Posted by Rachel Culbertson - December 23, 2009

As Brett Davis mentioned last week, more than 21,000 state workers are in line to receive longevity raises of up to 5 percent in the next year.  For obvious reasons (ah-hem, did someone say tax hikes to fund the pay bumps?) this isn’t boding well with many.  Yet I’m happy to report that people are willing to say something about it. An op-ed published in last week’s TNT, titled “Past time for state to get tough with unions”, did a great job of highlighting why it is far more dangerous to continue allowing union monopolies to control state policies than it is to make the necessary cuts to inefficient services.
 
Common sense tells us that in tough times, everyone takes a hit. Yet union leaders’ refusal to budge on items including COLA raises and changes to health care premiums could cost the state $225 million.
 
So why isn’t our leadership willing to “get tough”?   The Capital Report notes that in a recent press conference the Governor was asked why state workers, the most expensive part of state government, aren’t being considered for budget cuts.  Her response:
 
 “When you do something that people believe to be illegal, you get sued ... so, if I unilaterally, in violation of contracts, take some of the actions that you just articulated, I am going to get sued."
 
When asked if this was a sign that unions are too powerful, she responded:
 
“This is not about power … we have people now that are doing critical work. You want me to let go of state patrol officers? I am not willing.”
 
I can't say that I'm satisfied with this response.  Considering our state's recent tragic events, letting go of patrol officers is the last thing anyone would ask for.  Yet foregoing pay raises (which aren’t even tied to performance or cost-of-living) and looking into less expensive health care plans for state workers is an entirely different story.  These are just two ways that the state could save money and even avoid lay-offs for those workers who perform critical services (such as keeping our streets safe).
 

The long-term effects that powerful unions can have on a society are serious.  Raising taxes in order to fulfill contract demands by powerful union leaders isn’t merely “inconvenient” for taxpayers. It's dangerous.  If you don’t believe me, look at Detroit.
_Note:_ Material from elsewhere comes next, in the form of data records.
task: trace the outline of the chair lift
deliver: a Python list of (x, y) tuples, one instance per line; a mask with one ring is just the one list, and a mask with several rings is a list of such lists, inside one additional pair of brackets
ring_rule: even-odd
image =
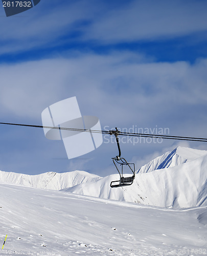
[[(114, 181), (111, 181), (110, 186), (111, 187), (122, 187), (124, 186), (129, 186), (133, 183), (133, 181), (135, 178), (135, 166), (134, 163), (129, 163), (123, 157), (121, 157), (121, 150), (120, 146), (119, 144), (118, 135), (120, 132), (118, 130), (117, 128), (116, 127), (116, 131), (109, 131), (109, 134), (110, 135), (114, 135), (116, 137), (116, 139), (117, 141), (117, 145), (118, 146), (119, 150), (119, 156), (117, 156), (116, 157), (112, 157), (111, 159), (113, 161), (114, 165), (118, 171), (118, 173), (120, 176), (120, 179), (119, 180), (116, 180)], [(118, 167), (118, 165), (120, 164), (121, 166), (121, 170), (119, 169)], [(130, 166), (131, 165), (131, 166)], [(129, 167), (130, 170), (132, 172), (133, 175), (130, 177), (124, 177), (123, 176), (123, 166), (127, 166)], [(117, 182), (119, 183), (117, 184)], [(117, 183), (117, 184), (113, 183)]]

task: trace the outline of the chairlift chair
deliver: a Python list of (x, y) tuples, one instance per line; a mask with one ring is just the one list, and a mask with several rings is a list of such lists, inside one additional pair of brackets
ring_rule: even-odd
[[(112, 160), (114, 163), (117, 170), (118, 171), (120, 177), (119, 180), (111, 181), (110, 184), (111, 187), (123, 187), (124, 186), (129, 186), (133, 183), (133, 181), (135, 178), (135, 165), (134, 163), (129, 163), (123, 157), (121, 157), (121, 149), (119, 144), (118, 135), (120, 131), (116, 127), (116, 131), (109, 131), (109, 134), (111, 135), (114, 135), (116, 137), (117, 145), (119, 150), (119, 156), (116, 157), (112, 157)], [(118, 165), (121, 166), (121, 169), (118, 168)], [(128, 166), (129, 169), (132, 173), (133, 175), (129, 177), (123, 176), (123, 169), (124, 166)], [(114, 184), (115, 183), (115, 184)]]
Once called the “City of Champions”, this American metropolis has been pulverized by over-regulation and a government that couldn’t say “no” to union demands that had become unsustainable.

 


Thoughts?   Add Comment -


SouthernRoots said on Dec 23 2009 at 4:18pm
"You want me to let go of state patrol officers?"
...You want me to let go of police officers?...
...You want me to let go of firefighters?...
...You want me to let go of teachers?...
...You want me to let go of 911?...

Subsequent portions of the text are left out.